1. A Trindade é um mistério que ainda hoje ‘atormenta’ tanto aqueles que creem ou não. Uma espécie de quebra-cabeça. Deixamo-nos dominar por esse exercício de álgebra banal: 1=3. É provável que pela lógica dificilmente compreenderemos esse mistério, mas podemos abordá-lo do ponto vista existencial.

2. Essa proposta vem de um escritor francês, que tentarei aqui resumir. Ele nos diz que o ser humano autêntico, verdadeiro, completo, vive em três dimensões: vertical, horizontal e de profundidade. Isso podemos exprimir em três termos: Acima, ao redor, e dentro.

3. Na dimensão vertical o ser humano se vê em relação ao que está acima dele: por exemplo o pai, ou a mãe, seus superiores, ou mesmo alguma autoridade. Lhes reconhece os valores que são encarnados especialmente na imagem do pai: obediência, docilidade, dependência, ordem.

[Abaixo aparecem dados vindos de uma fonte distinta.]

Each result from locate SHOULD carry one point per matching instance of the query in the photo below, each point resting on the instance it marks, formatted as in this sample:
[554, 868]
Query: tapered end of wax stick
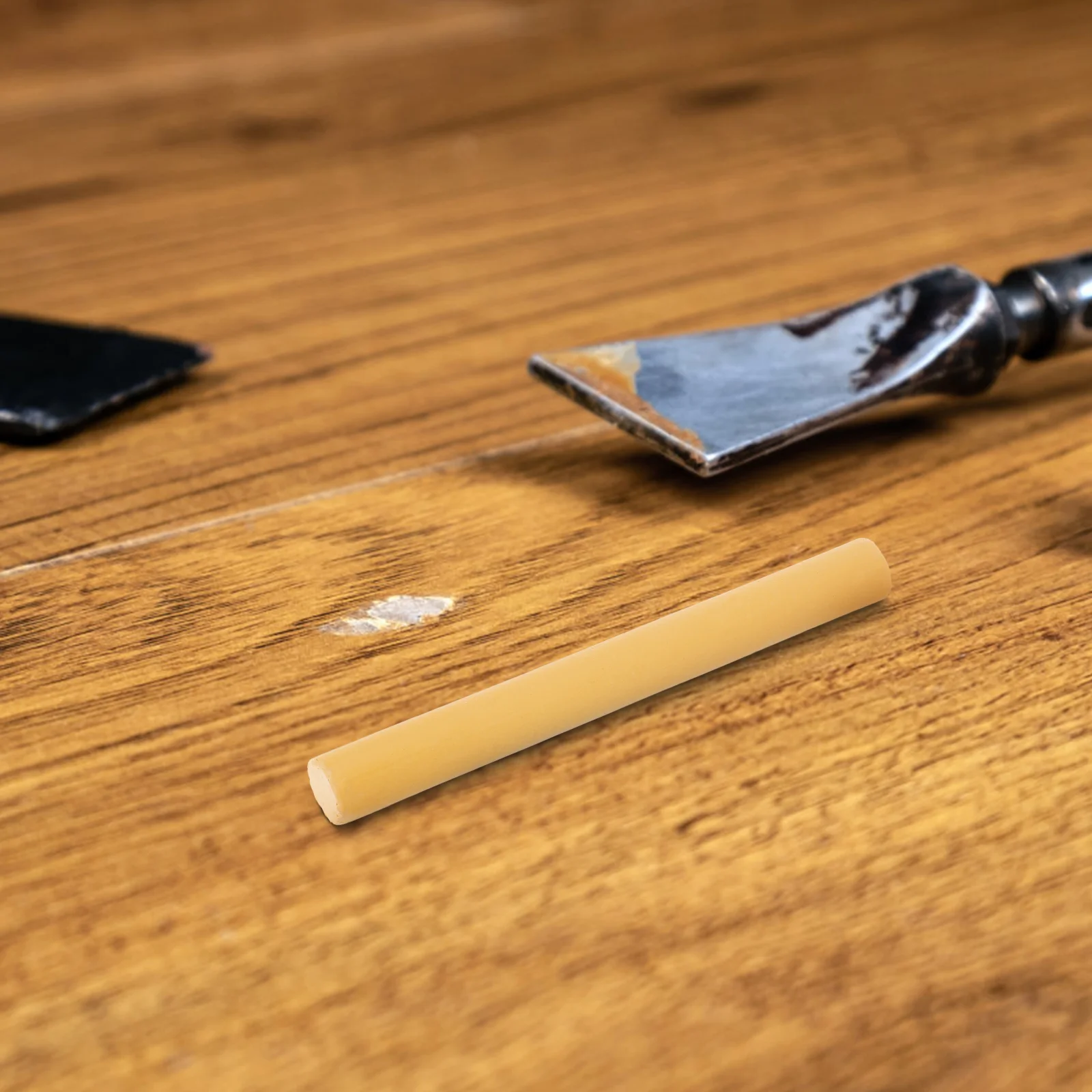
[875, 565]
[325, 792]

4. Se aceita viver nesta dimensão, ele se torna filho. Se a rejeita radicalmente, permanece adolescente, numa revolta estéril contra o pai, e se debate numa contestação confusa e anárquica.

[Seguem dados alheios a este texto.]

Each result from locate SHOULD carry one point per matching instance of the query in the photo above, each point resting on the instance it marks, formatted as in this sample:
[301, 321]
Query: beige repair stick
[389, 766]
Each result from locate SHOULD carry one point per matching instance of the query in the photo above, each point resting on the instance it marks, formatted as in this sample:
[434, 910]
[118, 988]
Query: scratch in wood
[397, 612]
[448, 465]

5. A dimensão horizontal diz respeito ao que lhe está em torno: irmãos, irmãs, amigos, companheiros. Os valores essenciais são aqueles da fraternidade e igualdade.

6. A pessoa que vive esta dimensão horizontal se torna irmão. Se a rejeita, permanece um menino egoísta e caprichoso, fechado em seu pequeno mundo, preocupado exclusivamente do próprio bem-estar (mesmo espiritual), indiferente às exigências do mundo que o circunda, insensível aos problemas da justiça.

7. Por fim, tem a dimensão interior, pela qual o ser humano entra em relação, em sintonia com o que está ‘dentro’ dele, com o seu ser mais profundo. É o mundo da alma, do espírito, da intuição, da criatividade. A pessoa descobre os valores da interioridade, do silêncio, reflexão, liberdade, contemplação, poesia, chega às próprias fontes e raízes.

8. Torna-se um ser espiritual. E, notemos bem, o espiritual não é uma criatura que vive nas nuvens, desencarnada. É, simplesmente, alguém que vive em profundidade. A pessoa privada desta dimensão interior se condena à superficialidade, à vaidade, à agitação exterior. Permanece na superfície de tudo.

9. Portanto, um ser humano completo deve viver uma relação com o que está acima, ao redor e dentro dele. A confusão em nosso mundo vem justamente de que essas dimensões se colocam em oposição, ou concorrência, ao invés de conviverem, se harmonizarem e se completarem.

10. O que isso tem a ver com a Trindade? O crente não encontra em Deus um ser unidimensional, mas encontra, ao contrário, as suas três dimensões fundamentais. Pelo Evangelho conhecemos um Deus que está acima. Que é nosso Pai. Terno misericordioso, respeitoso da liberdade, disposto a perdoar.

11. Mas esse Deus, em Jesus, assumiu um rosto humano, fraterno, um Deus em meio a nós. Nosso irmão. E, por fim, um Deus que se encontra na dimensão interior, no profundo de nosso ser. Ele é ‘dentro’ de nós. Assim, Deus é nosso Pai, nosso Irmão, nosso Espírito.

12. Para entendermos Deus, nossa reflexão deve ir na perspectiva da comunhão. Nesta linha, um garoto expressava maravilhado: ‘Deus é uma família!’. O cristão que crê na Trindade, se esforça em viver tal mistério rejeitando o egoísmo, ou fechamento sobre si mesmo, para ser imagem de um Deus que é comunhão e relação.